Conclusion: The SVT Cobra and its stereo are built to rock and roll. Want to lay two black patches for a full city block and blast pedestrians with Pearl Jam? This is your car. Want to take your Mammaw to the beauty parlor and study Stravinsky? Buy a Lexus.
-- Trevor Reed
Editor-in-Chief Karl Brauer says:
For 2001, the SVT Cobra returns, and its 320 horsepower rating is accurate. The rear of the vehicle was also quite accurate as I traversed various canyon roads outside Los Angeles. It was somewhat surreal to drive what I consider an American pony car on a dated platform while the rear wheels carefully picked their way over mid-corner bumps and pavement heaves. The engine note has a high-tech reverberation that isn't exactly meaty (like the Mustang Bullitt's) but is pleasant to hear all the same. The chassis itself is quite stiff, with a lack of clunks and groans that immediately distances the car from its floppy F-body competitors.
My issue with the Cobra has to do with power delivery. It simply takes too long to get into the engine's sweet zone. Unlike a Camaro or Firebird, both of which lunge forward at any rpm, the four-valve Cobra engine has to be revved for maximum thrust. Even the Mustang Bullitt offers a more useable torque band, despite being down on both peak horsepower and torque compared to the Cobra.
Then there's the Mustang's body. With its curved roof and blocky side panels, the car looks stuck between Ford's old "jellybean" days and emerging "New Edge" philosophy. The bright yellow color on our test car only emphasized this point.
I should probably admit to owning a 2001 Mustang Bullitt before making the following statement, but my choice for a new Ford sport coupe would be a Bullitt GT with an independent rear suspension swiped from the SVT. I've even heard that the IRS will bolt right in. "Hello, SVT parts department ... "

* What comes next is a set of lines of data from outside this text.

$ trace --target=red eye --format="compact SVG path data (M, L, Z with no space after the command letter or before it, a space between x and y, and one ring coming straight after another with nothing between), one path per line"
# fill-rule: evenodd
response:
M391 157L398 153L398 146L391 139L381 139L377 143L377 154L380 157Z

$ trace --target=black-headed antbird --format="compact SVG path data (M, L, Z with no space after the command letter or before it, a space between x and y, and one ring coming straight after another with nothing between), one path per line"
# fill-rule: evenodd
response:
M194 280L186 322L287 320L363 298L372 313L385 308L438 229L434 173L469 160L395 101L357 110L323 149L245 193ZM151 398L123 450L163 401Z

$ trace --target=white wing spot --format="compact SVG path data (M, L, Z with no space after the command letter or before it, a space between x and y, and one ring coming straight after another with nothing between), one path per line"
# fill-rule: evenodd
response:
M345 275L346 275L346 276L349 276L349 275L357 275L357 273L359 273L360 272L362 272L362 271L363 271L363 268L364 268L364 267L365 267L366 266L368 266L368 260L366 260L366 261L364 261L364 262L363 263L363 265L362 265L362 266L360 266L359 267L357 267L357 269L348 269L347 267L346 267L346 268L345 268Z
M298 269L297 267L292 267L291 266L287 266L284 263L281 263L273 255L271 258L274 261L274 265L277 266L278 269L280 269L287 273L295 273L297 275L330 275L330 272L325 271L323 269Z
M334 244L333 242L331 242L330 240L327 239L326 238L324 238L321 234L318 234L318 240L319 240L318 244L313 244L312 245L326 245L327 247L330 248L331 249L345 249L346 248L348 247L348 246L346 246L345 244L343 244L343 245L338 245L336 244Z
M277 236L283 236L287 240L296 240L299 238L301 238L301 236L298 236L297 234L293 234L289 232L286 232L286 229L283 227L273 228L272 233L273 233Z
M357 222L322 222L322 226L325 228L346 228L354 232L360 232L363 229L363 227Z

Senior Editor Brent Romans says:
Ah yes, the joys of pony car ownership. Let me tell you a little story. I took our yellow SVT Mustang Cobra test car out on a few twisty roads northwest of Los Angeles. It was during a particular stretch that I came upon a California Highway Patrol car traveling in the same direction I was. Since I came up behind the officer, he probably assumed this bright yellow Mustang was speeding with reckless abandon (which was not the case).
After I followed him for a short period, the officer pulled off to the side of the road, which I was thankful for. But then he pulled right back out as soon as I had passed him. Hey! What gives? He didn't pull me over, but the officer did decide to follow me. So for the next 10 miles on this scenic and unpopulated ribbon of asphalt, Mr. CHP and I drove at 20 to 25 mph. The injustice! The profiling! Surely, there must have been more important things for him to attend to!

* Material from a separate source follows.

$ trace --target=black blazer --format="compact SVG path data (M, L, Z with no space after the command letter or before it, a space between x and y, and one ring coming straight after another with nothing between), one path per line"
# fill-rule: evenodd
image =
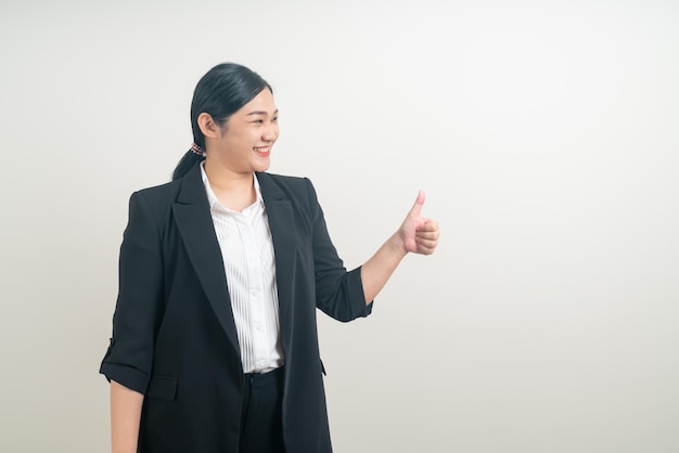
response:
M331 452L316 308L370 314L310 181L256 173L276 254L290 453ZM113 338L100 372L145 394L139 452L238 452L243 370L223 262L196 166L132 194Z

Besides this little incident, I was happy to be driving a Mustang Cobra again. This is certainly a fun car, though most of that praise is due to the engine. Very few cars sound as cool as this one. I just wish there were a better car to wrap around it. The Mustang is certainly showing its age. The interior, in particular, is an embarrassing blot of charcoal-colored plastic and below-average ergonomics.
I certainly fit into the Mustang Cobra's buyer demographic group. Single male, late 20s/early 30s, likes to go fast and all that. But if I were dropping about $30,000 on a sport coupe, I don't think it would be this one. If I wanted a burly V8-powered car, I'd likely end up with a less expensive Pontiac Firebird Trans Am. And if I wanted something with more sophistication, I'd spend a bit more, accept less horsepower and buy an Audi TT or an upcoming 2003 Nissan 350Z.